Bruker Wins NanoString Auction

NanoString declaring bankruptcy on the eve of 2024's edition of AGBT was a shock to many at the meeting and then there was confusion: would one of the sponsors have a dark booth? The aggressive 10X Genomics legal strategy that forced the bankruptcy raised a degree of polite ire. But NanoString marketing carried on and CSO Joe Beecham delivered a fiery speech saying "we're not going anywhere". Then an investment firm, Patient Square Capital, appeared to be the front runner for acquiring the assets, with speculation they would combine NanoString with their other spatial omics portfolio company, Resolve Biosciences.  But last week, as the genomics world was still processing PacBio's turmoil, news broke that Bruker had significantly outbid Patient Square - $392.6M vs $220M.  So Bruker takes NanoString home - and I gives me an entree to float an ontology of spatial technologies I've been fermenting, as Bruker will now have instruments in the four major spatial approaches.  And 10X now has a more formidable opponent in the ongoing patent wars.

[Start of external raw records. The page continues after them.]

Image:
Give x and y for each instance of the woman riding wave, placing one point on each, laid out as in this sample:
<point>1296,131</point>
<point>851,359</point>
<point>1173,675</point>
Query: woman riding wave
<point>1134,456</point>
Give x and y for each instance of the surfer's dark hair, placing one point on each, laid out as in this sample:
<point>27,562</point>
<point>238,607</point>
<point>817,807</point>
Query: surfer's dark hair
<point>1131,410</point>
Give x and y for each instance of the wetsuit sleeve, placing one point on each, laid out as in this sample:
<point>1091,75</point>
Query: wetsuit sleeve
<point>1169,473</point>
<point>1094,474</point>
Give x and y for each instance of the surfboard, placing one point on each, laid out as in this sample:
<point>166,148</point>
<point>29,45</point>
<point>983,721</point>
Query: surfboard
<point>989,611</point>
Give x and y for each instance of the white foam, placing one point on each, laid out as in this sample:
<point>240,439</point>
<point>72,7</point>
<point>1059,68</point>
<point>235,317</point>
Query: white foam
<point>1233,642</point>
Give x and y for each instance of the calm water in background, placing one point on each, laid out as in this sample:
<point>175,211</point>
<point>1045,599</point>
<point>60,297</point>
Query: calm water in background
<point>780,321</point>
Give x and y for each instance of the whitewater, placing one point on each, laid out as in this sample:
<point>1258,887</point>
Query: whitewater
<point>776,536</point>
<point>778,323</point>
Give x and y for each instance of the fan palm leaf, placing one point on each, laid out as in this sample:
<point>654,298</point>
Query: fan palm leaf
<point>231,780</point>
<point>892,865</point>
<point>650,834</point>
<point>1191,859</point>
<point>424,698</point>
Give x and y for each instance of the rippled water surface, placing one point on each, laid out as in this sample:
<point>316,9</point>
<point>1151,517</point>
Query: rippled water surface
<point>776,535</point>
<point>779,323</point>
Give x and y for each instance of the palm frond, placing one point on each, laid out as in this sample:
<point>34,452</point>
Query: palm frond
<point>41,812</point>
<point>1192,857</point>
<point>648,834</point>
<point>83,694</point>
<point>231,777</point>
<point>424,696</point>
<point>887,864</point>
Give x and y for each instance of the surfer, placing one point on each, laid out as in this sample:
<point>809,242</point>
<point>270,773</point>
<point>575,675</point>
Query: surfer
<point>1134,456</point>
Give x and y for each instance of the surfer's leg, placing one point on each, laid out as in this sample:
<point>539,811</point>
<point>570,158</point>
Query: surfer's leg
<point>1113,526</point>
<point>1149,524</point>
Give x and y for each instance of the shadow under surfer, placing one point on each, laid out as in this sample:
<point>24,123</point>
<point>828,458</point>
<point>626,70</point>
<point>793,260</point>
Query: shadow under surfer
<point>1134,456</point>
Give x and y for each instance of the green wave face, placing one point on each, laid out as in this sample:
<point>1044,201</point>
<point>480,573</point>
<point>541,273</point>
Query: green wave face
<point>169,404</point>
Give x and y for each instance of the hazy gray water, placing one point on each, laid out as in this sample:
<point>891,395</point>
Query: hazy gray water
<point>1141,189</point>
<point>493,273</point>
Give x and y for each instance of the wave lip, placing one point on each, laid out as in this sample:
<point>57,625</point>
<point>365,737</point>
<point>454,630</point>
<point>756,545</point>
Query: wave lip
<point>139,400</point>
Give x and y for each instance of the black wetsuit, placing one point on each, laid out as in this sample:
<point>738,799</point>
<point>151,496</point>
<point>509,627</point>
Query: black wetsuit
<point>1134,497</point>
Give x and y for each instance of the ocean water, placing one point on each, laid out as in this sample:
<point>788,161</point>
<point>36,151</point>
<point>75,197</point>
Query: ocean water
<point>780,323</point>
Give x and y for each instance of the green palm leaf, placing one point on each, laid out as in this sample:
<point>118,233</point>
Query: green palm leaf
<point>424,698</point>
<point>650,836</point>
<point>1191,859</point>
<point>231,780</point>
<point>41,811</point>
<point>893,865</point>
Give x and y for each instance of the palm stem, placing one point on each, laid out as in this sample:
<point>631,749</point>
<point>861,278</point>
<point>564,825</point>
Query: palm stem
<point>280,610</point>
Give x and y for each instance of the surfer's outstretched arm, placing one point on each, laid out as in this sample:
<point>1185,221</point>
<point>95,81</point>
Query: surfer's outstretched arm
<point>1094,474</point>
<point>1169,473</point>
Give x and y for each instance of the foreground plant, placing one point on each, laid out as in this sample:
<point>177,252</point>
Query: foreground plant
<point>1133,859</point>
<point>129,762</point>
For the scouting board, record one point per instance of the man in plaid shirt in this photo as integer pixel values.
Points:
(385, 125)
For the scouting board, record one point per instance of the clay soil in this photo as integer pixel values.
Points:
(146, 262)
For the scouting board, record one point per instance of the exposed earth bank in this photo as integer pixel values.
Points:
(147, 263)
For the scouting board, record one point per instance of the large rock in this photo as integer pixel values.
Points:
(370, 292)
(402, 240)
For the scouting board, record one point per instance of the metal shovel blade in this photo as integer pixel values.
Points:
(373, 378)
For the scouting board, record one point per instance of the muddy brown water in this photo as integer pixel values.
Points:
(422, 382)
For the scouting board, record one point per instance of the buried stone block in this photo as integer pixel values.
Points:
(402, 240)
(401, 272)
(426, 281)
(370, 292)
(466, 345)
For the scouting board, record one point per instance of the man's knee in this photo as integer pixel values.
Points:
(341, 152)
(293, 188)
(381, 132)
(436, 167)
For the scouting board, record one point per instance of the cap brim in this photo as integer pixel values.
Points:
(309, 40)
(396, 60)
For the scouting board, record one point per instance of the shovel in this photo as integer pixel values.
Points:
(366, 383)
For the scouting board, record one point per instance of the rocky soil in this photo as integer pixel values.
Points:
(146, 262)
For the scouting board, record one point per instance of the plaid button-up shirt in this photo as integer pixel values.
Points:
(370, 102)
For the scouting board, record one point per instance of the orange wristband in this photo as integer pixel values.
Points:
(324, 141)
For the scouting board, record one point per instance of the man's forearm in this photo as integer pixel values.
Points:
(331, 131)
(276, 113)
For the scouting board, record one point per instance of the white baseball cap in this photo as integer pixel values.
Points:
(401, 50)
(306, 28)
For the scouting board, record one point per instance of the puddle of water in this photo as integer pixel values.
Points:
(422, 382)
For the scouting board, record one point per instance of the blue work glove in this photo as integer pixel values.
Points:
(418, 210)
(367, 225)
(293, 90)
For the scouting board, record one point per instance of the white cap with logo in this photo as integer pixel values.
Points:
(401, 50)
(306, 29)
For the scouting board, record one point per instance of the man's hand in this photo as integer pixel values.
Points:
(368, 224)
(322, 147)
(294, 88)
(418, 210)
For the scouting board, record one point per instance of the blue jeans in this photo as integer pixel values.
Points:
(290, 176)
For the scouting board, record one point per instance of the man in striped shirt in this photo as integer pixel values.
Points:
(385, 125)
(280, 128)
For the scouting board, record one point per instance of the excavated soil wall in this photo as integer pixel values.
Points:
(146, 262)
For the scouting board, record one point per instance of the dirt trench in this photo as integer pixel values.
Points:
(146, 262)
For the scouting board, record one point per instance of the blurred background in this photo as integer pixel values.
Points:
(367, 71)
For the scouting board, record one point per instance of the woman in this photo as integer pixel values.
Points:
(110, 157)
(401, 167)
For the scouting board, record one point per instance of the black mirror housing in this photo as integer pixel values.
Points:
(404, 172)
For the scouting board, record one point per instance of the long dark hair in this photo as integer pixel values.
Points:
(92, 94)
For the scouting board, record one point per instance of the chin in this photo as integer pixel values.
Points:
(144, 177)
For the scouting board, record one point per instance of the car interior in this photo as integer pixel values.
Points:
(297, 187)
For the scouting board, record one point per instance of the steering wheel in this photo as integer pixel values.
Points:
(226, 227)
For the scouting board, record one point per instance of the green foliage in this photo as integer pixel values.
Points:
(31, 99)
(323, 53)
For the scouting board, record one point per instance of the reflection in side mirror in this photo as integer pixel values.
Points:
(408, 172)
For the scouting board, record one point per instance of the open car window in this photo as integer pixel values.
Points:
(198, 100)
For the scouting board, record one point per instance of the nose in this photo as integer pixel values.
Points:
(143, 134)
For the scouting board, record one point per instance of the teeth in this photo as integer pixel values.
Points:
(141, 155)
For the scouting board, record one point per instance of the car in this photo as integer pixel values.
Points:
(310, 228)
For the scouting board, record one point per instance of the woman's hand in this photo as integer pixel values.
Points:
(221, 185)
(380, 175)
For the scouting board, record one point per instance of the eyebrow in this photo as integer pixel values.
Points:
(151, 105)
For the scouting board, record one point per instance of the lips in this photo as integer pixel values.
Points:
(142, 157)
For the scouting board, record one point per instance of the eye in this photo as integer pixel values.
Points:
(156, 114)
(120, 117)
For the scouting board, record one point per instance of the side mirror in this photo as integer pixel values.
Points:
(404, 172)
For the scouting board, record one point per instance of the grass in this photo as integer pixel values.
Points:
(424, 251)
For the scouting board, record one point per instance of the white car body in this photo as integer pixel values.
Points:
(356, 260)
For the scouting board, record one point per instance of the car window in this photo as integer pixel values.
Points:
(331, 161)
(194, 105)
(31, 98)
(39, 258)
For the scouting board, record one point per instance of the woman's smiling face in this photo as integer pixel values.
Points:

I've been trying to wrap my head around the spatial field, despite not having any active projects in the space.  It's fascinating and exciting and has echos to prior work in the pharma field.  It's also still a very early space, with companies coming and going (I just came across yet another small player this morning)  and academics floating new ideas and significant updates to older ones.  For any such complex technology field, it helps me to be able to cluster technologies on important characteristics, to taxonomize or develop sets of characteristics that cut across simple trees.  Right now my mental map of spatial is still somewhat tree-like.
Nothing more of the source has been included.